Choose your media – and labels – wisely

A cheap spindle of media is tempting, but then you have to buy cases separately. And what cases to buy? Small plastic jewel cases? DVD movie-size cases? The combinations can be frustrating, at best.

Spindles are indeed affordable, but don't buy them without buying cases, too – and keep both stashed near your TV and DVD recorder setup, so you can easily grab a disc from the recorder and place it into its case. Otherwise, it's all too easy for stacks of discs to pile up – a no-no, as already noted.

Also, consider buying discs that come in oversised movie-style plastic cases. You'll pay a little more, but the convenience is worth it. Plus, you'll get a cardstock insert that you can use to create handwritten labels. If you get a high-speed dubbing unit, make sure you buy media that matches the recorder's speed.

If you do buy spindle media, keep in mind that the cases you buy in bulk may not have an insert on which you can scribble. If the case lack inserts, improvise with a piece of letter-size paper, folded over or cut up to fit accordingly. Spend a little more money, and you can get card inserts.

There are a host of labelling software options out there to help you craft your labels.

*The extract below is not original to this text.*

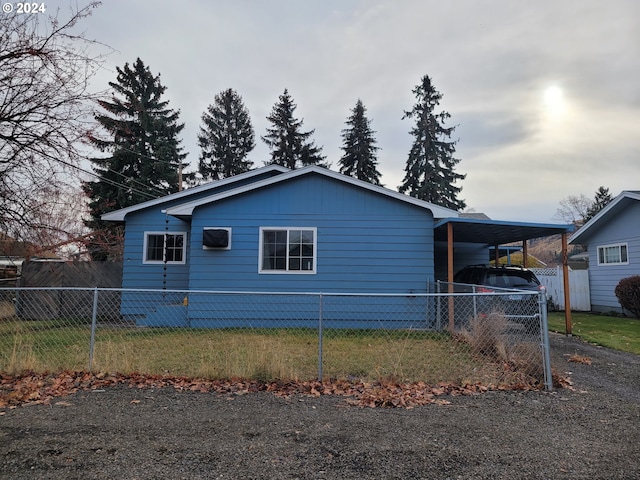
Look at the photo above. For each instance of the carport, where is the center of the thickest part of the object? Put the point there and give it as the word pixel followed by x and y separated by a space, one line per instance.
pixel 493 234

But all of these options are going to require you to move your labelling operation over to the PC – something that may or may not work into your recording work flow.

Other PC-based labelling options include printable media that you can use with an inkjet printer. I'd stay away from adhesive labels, though: They're difficult to apply evenly, and could cause problems if the disc is poorly manufactured.

If you're trying to keep your labelling efforts nearer to your TV, I'd suggest using water-based pens to write on the discs, and on the label inserts, too, while you're at it. Another possibility: if your handwriting is barely better than chicken scrawl, then it's worth buying a battery-operated labeller, such as those offered by Brother or Casio. Both companies offer half-inch-wide labels that fit well along the spine of a DVD movie case.